One of the clearer lessons from this phase was that working chat does not automatically mean working calls.

For newer Matrix client flows, Synapse plus TURN was not enough.

To get closer to a usable calling setup, I needed a separate RTC-focused stack.

Why I Split It Out

I did not want to bolt real-time media services into the main Matrix stack without clear boundaries.

So I treated MatrixRTC as its own component group:

  • a media transport service,
  • a small auth service for issuing RTC-related tokens,
  • its own container set,
  • its own runtime config,
  • and its own Unix-user boundary.

That matched the way I was already operating the rest of the infrastructure.

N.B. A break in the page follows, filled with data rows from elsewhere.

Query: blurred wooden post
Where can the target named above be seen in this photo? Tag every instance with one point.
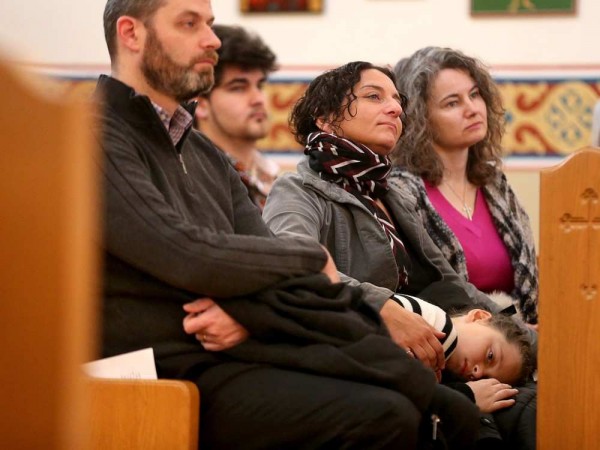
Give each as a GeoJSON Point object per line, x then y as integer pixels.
{"type": "Point", "coordinates": [48, 267]}
{"type": "Point", "coordinates": [569, 339]}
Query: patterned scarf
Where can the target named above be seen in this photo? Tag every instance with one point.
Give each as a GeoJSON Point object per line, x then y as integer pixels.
{"type": "Point", "coordinates": [361, 172]}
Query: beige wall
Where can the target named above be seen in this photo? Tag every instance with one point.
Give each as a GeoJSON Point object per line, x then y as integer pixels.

The Main Design Constraint

Calls are more demanding than normal API traffic.

I had to think about:

  • reverse-proxied control traffic,
  • media ports,
  • possible TCP fallback,
  • and how the client learns where the RTC service lives.

That meant the work was not just "start another container." It was really a combination of:

  • app discovery,
  • transport design,
  • auth integration,
  • and firewall discipline.

Why I Kept It Separate From The Main Matrix User

Using a separate stack identity for the RTC side made the whole system easier to reason about.

It gave me:

  • separate logs,
  • separate Vault access,
  • separate secrets,
  • and less chance that a call-specific problem would spill into the main homeserver runtime.

That separation also made it easier to decide what the RTC stack was allowed to know and what it was not.

The Real Takeaway

The call stack taught me that "feature complete" infrastructure is often just layered infrastructure.

The moment I stopped treating calls as a little Synapse add-on and started treating them as a proper service boundary, the architecture became much clearer.

That pattern repeated across the whole Matrix project:

  • split responsibilities,
  • keep identities narrow,
  • and accept that the clean design usually needs one more component than the first quick draft.